ステイクホルダーが増え、それらを統制する官僚制度とお金を集める仕組みとして株式会社並びに株式公開企業ができ、その結果ニューヨーク証券取引所の重要性が増した。
 
という一連の流れから、
資本主義というのは、主義が先行して生まれたのではなく、
コミュニケーション/エネルギー/輸送の3つが揃うことでそうせざるを得ないようになったんだと思いました。
 
新しいテクノロジーによって生産性を高めるほど限界費用はほぼゼロになり、財やサービスは無料になるため、
利益という概念がなくなると同時に、稀少性よりも潤沢さが増すからこそ、
生産と消費を分けることなく、生産消費者は自らの財とサービスを協働型コモンズにおいてシェアするような社会になるのではないか、と記されていました。
 
上記の理由からGDPの伸びが鈍化する理由として、
高いエネルギーコスト、人口動態、労働人口の伸び悩み、消費者と政府の負債、世界の収入のうち富裕層に回る額の増加、出費を嫌う消費者による買い控え
のみならず、
限界費用がゼロになることで、利益が縮小することも要因として挙げられていました。
そして、新しく経済発展の度合いを測る基準として「生活の質」がすでに欧州連合や国連などで導入されており、
今後重要性が高まるだろうと記されていました。
 
2015年出版の本であるもののここに記載されている方向へと着実に不可逆的に進んでいることから、
私たちは想像力を持って、未来をつくりたいと思います。
 
———MEMO———
パラダイム」とは信念と仮定から成るシステムのことで、そうした信念と仮定は一体となって作用し、統合された一つの世界観を確立し、その信憑性と説得力から、ほぼ現実のものと見なされる。
●エネルギー
熱力学の第一の法則と第二の法則は、「宇宙のエネルギーの総量は不変で、エントロピー(モノと熱の拡散の度合いを示す物理量)の総量はたえず増加している」としている。

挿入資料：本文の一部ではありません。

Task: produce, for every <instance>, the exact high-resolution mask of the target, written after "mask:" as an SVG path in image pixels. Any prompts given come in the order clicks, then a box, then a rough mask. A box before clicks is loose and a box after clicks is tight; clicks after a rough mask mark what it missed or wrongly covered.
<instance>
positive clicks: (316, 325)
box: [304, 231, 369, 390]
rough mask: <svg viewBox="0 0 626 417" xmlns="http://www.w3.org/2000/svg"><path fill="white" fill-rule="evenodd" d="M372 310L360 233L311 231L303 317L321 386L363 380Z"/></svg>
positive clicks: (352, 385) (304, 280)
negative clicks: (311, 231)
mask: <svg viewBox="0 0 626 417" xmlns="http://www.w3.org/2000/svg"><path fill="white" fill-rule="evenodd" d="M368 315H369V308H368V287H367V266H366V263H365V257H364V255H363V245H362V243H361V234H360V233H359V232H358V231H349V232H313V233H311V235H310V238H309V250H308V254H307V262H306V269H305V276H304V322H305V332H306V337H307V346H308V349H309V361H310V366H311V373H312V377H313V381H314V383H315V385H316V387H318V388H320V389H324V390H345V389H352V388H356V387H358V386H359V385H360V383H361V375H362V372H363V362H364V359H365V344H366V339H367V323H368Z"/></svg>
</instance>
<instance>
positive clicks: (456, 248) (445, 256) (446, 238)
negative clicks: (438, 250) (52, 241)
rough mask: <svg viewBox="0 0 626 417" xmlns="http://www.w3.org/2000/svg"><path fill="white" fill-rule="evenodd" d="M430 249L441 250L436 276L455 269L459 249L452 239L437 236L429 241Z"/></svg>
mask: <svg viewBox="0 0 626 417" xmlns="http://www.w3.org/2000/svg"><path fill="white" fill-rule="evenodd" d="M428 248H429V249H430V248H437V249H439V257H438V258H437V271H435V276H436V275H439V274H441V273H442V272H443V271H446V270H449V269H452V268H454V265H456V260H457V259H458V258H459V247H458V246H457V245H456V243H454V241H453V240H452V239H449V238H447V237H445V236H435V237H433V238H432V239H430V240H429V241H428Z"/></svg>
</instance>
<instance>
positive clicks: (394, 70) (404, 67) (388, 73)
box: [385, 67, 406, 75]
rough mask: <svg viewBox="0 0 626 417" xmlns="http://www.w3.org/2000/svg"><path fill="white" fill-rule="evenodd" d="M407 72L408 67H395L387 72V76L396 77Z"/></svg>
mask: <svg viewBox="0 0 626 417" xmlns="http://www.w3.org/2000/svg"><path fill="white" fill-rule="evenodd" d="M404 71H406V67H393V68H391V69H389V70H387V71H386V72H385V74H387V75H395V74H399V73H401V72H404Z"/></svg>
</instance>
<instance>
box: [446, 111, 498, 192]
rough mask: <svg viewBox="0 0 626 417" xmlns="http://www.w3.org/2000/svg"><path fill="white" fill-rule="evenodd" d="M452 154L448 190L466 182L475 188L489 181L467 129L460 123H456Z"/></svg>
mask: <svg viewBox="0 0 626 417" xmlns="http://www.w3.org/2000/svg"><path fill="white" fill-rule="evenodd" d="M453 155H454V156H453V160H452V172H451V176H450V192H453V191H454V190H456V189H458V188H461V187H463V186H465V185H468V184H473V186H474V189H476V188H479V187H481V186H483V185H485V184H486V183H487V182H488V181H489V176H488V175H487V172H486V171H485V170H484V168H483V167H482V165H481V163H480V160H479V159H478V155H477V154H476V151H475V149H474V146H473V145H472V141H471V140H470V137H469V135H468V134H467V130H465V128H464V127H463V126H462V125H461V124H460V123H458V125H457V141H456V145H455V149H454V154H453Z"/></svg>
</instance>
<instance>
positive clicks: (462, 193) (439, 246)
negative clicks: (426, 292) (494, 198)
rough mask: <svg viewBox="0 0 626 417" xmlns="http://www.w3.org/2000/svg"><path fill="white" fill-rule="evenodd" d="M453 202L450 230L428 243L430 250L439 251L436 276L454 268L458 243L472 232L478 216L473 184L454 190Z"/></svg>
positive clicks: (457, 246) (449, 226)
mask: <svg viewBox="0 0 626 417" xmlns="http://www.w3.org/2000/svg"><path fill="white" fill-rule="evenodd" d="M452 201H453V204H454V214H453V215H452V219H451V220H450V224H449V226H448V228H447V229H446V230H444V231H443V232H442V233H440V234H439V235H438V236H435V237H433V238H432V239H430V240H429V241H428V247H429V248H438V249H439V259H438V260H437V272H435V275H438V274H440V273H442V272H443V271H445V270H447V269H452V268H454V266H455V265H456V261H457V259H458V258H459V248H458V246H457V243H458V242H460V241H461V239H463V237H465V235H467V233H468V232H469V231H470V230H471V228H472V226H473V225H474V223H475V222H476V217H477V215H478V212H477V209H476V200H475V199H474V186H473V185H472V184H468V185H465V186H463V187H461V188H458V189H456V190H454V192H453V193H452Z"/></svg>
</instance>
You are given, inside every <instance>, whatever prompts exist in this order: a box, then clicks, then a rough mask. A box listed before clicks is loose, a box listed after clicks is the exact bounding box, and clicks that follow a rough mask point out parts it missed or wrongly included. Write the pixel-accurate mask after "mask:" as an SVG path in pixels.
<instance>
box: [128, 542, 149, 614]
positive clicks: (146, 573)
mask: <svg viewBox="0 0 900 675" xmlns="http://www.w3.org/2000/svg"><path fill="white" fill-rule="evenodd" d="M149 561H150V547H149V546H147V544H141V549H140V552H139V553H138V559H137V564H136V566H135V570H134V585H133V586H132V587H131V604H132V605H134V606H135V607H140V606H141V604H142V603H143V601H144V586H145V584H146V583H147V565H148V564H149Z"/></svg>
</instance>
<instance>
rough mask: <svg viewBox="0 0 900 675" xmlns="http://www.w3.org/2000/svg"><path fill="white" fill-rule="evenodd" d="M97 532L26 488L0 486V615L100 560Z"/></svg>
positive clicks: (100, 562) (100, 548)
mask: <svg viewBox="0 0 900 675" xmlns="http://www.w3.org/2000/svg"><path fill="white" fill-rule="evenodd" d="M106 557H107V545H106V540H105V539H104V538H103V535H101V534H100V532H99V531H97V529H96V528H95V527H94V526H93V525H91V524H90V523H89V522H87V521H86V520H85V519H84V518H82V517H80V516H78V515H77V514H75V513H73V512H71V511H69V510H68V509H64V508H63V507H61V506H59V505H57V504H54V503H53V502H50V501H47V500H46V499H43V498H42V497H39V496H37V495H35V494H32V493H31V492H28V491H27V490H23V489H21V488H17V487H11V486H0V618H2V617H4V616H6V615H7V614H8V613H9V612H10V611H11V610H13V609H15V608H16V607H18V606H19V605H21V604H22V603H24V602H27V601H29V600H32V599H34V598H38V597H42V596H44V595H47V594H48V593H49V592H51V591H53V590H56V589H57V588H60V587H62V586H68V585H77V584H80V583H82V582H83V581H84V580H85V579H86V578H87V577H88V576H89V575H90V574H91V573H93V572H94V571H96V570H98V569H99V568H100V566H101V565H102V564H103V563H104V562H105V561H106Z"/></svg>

第一法則(エネルギー保存則)は、エネルギーは生み出すことも消し去ることもできない
第二法則によれば、エネルギーはつねに、「熱」から「冷」へ、集中から分散へ、秩序から無秩序へと移動する。
あらゆる経済活動は、自然界に固体、液体、あるいは気体で存在する有効エネルギーを利用し、財やサービスに変えることで生じる。
→循環型経済の中で地球の資源をより少なく、より効率的・生産的に使い、炭素系燃料から再生可能エネルギーへ移行するというのが、今出現しつつある経済パラダイムの決定的特徴だ。
●生産性
生産性とは、「生産に必要なものに対する生産物の比率(生産物の総量をその生産に必要なモノの総量で割ったもの)として計算される生産効率の指標」だ。